Já estudei muito sobre a comunicação. Um dos principais livros que eu li foi Neuro-linguistic Programming for Dummies de Romilla Ready e Kate Burton. E ele é o escolhido de hoje para a nossa série “1 livro em 10 minutos”.

Para facilitar a leitura desse artigo, ele está dividido nos seguintes tópicos:

  • O que é a série “1 livro em 10 minutos”?
  • Sobre o livro escolhido de hoje: Neuro-linguistic Programming for Dummies 
  • Sobre as autoras do livro: Romilla Ready e Kate Burton
  • 1º ensinamento: A programação neurolinguística reconhece que todos são diferentes e tem como objetivo melhorar nossos modos de comunicação.
  • 2º ensinamento: A comunicação não-verbal, juntamente com a correspondência e o espelhamento, é fundamental para estabelecer um bom relacionamento.
  • 3º ensinamento: A mente pode formar links poderosos para experiências positivas e negativas, que podem ser usadas para sua vantagem.
  • 4º ensinamento: O modelo de níveis lógicos pode ajudá-lo a descobrir as soluções certas para os problemas que podem surgir.
  • 5º ensinamento: O meta-modelo ajuda você a fazer as perguntas certas para obter mais significado de suas conversas.
  • Resumo final

O que é a série “1 livro em 10 minutos”?

Antes de começar, se você ainda não conhece a nossa série, deixa eu te explicar melhor: o dia possui 24 horas. E cada hora possui 60 minutos. Logo o dia possui 24*60 = 1440 minutos.

1% do dia significa 1440/100 = 14,4 minutos. Um pouco menos do que 15 minutos do seu dia. Um pouco mais do que 10 minutos.

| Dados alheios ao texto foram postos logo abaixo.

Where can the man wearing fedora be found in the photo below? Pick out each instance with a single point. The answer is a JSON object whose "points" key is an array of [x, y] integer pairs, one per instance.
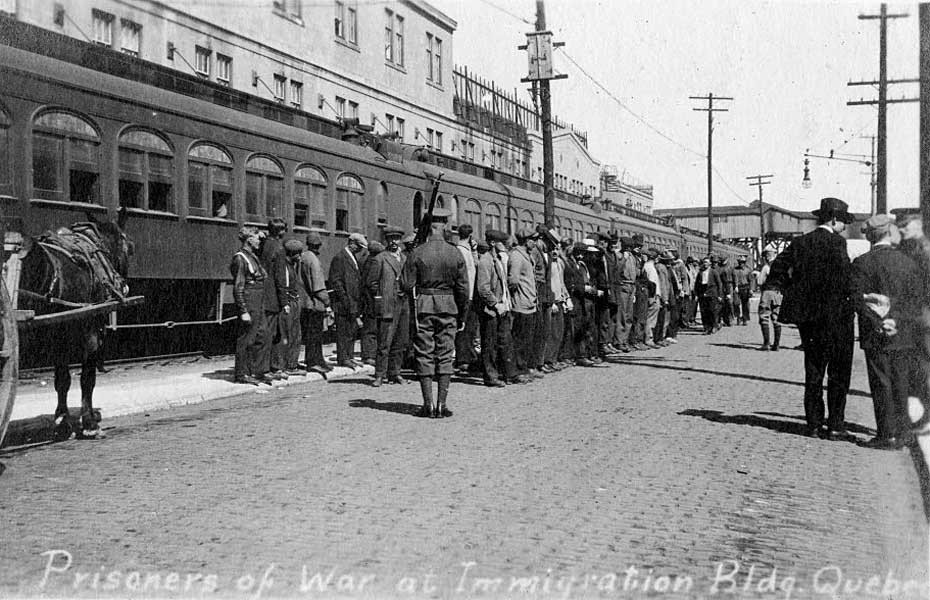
{"points": [[814, 272]]}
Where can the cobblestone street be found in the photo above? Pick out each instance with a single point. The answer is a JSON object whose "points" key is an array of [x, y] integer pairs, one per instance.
{"points": [[679, 472]]}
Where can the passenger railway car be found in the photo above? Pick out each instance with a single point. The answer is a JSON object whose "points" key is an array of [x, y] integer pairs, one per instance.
{"points": [[86, 129]]}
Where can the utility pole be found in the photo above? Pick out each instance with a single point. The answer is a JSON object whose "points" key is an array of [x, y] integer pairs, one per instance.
{"points": [[539, 51], [710, 110], [760, 180], [924, 18], [881, 203]]}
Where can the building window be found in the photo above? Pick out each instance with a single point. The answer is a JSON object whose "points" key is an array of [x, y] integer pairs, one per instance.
{"points": [[210, 181], [223, 69], [297, 93], [4, 148], [264, 188], [146, 171], [65, 158], [394, 38], [131, 40], [309, 195], [433, 59], [350, 194], [103, 28], [202, 61]]}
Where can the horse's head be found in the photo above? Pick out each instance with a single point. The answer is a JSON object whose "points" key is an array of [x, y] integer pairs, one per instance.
{"points": [[117, 242]]}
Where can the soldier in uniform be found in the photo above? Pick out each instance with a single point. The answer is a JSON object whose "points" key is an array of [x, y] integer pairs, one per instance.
{"points": [[435, 274], [249, 293], [389, 306]]}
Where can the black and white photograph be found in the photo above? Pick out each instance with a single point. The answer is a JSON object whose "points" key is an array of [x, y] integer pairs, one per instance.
{"points": [[464, 299]]}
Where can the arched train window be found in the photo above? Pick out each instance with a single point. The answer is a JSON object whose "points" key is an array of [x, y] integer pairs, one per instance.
{"points": [[65, 158], [146, 171]]}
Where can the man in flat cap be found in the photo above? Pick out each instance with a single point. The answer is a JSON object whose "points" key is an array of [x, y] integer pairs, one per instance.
{"points": [[290, 315], [276, 303], [889, 358], [314, 303], [389, 307], [495, 317], [345, 281], [435, 274], [249, 293], [814, 272], [521, 278]]}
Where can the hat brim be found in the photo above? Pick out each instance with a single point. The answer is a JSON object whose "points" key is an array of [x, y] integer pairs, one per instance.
{"points": [[843, 216]]}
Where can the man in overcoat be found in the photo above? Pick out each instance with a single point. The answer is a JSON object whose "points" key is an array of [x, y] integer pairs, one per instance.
{"points": [[345, 281], [814, 272], [389, 306]]}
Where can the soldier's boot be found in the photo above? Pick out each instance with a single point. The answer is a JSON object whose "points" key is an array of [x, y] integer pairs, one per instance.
{"points": [[426, 390], [765, 337], [442, 392]]}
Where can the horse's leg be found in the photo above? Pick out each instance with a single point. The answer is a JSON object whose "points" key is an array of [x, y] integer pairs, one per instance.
{"points": [[62, 385], [89, 420]]}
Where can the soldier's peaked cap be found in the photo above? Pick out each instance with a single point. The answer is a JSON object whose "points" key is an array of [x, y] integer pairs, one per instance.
{"points": [[393, 231]]}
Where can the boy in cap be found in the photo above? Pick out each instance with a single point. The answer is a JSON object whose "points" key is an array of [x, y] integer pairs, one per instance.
{"points": [[314, 304], [890, 359], [345, 280], [390, 307], [435, 274], [249, 293], [814, 272]]}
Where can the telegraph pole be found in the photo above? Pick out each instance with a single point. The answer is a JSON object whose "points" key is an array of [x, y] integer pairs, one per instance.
{"points": [[881, 202], [760, 180], [539, 50], [710, 110]]}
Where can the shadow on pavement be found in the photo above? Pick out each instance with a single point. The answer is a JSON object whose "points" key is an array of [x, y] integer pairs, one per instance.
{"points": [[754, 421], [395, 407], [852, 392]]}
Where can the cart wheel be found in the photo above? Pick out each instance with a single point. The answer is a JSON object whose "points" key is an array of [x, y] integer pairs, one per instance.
{"points": [[9, 359]]}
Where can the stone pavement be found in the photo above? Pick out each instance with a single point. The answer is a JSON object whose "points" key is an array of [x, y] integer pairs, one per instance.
{"points": [[675, 472]]}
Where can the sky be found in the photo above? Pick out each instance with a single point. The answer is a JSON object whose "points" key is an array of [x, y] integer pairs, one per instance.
{"points": [[785, 64]]}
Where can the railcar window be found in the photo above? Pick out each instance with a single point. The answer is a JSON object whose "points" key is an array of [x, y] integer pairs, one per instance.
{"points": [[64, 143], [473, 217], [146, 171], [492, 214], [210, 181], [350, 194], [4, 148], [264, 188], [309, 194]]}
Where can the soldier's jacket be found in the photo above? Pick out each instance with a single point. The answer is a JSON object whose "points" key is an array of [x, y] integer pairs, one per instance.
{"points": [[436, 272]]}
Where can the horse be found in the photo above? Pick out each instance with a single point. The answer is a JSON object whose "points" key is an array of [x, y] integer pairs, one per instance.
{"points": [[70, 268]]}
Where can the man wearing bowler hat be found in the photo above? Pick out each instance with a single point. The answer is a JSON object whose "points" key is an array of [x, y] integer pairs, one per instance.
{"points": [[435, 274], [814, 272], [389, 307]]}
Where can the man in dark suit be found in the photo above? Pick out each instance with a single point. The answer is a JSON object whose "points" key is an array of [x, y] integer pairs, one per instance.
{"points": [[435, 273], [345, 281], [389, 306], [814, 272], [889, 355], [709, 289]]}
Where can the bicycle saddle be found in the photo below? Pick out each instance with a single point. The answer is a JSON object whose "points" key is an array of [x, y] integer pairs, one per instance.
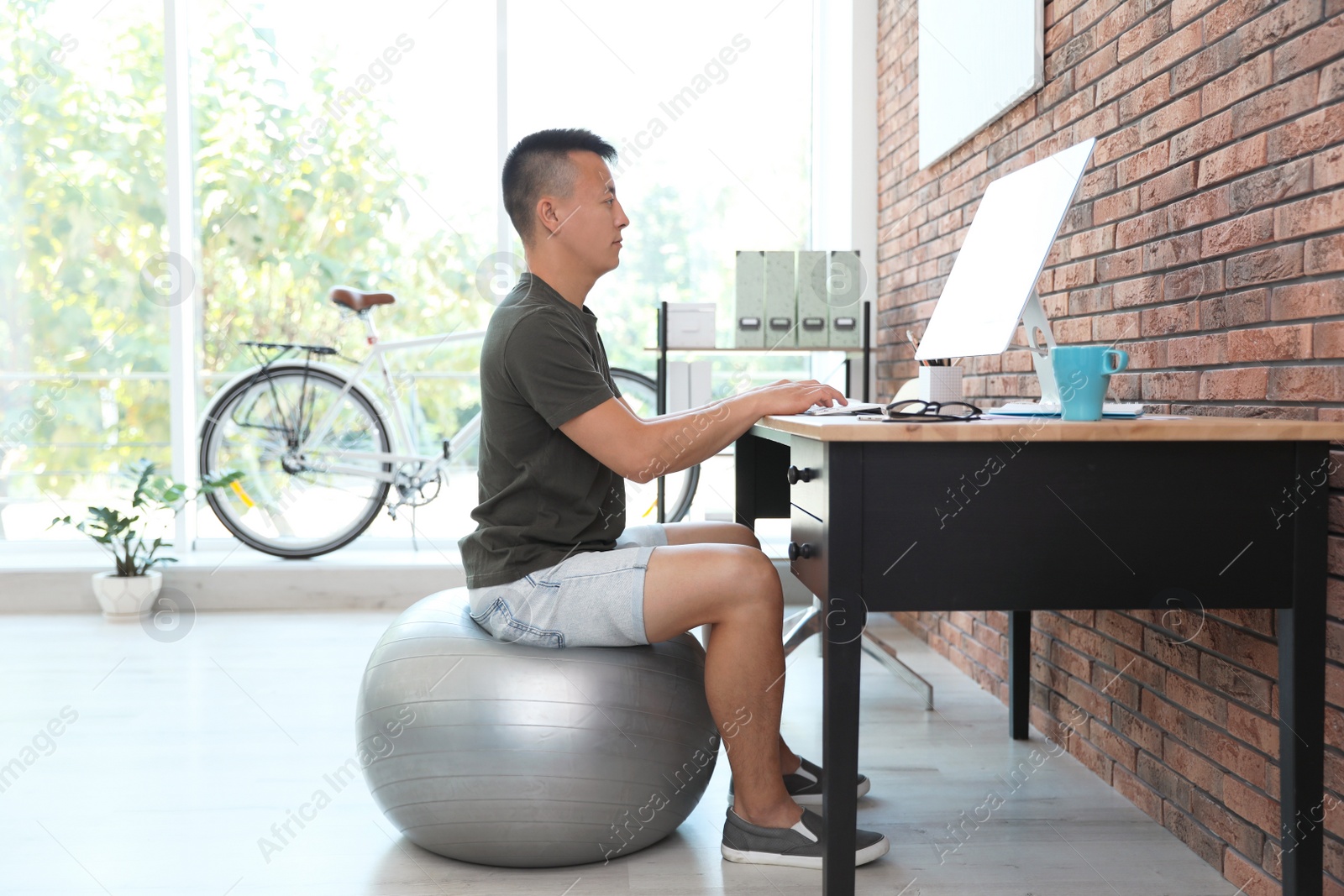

A meta com esse artigo é você conhecer os principais pontos abordados no livro em cerca de 10 minutos.

Pois assim você terá investido menos de 1 por cento do seu dia e terá se deparado com conteúdo relevante.

Com as dicas nesse resumo do livro, eu espero que você possa melhorar a sua vida e possa se tornar mais realizado! É por isso que incluí algumas observações que julguei serem mais apropriadas ao seu desenvolvimento pessoal.

Observação: Até o presente momento que estou escrevendo este artigo, o livro ainda não possui tradução para o português.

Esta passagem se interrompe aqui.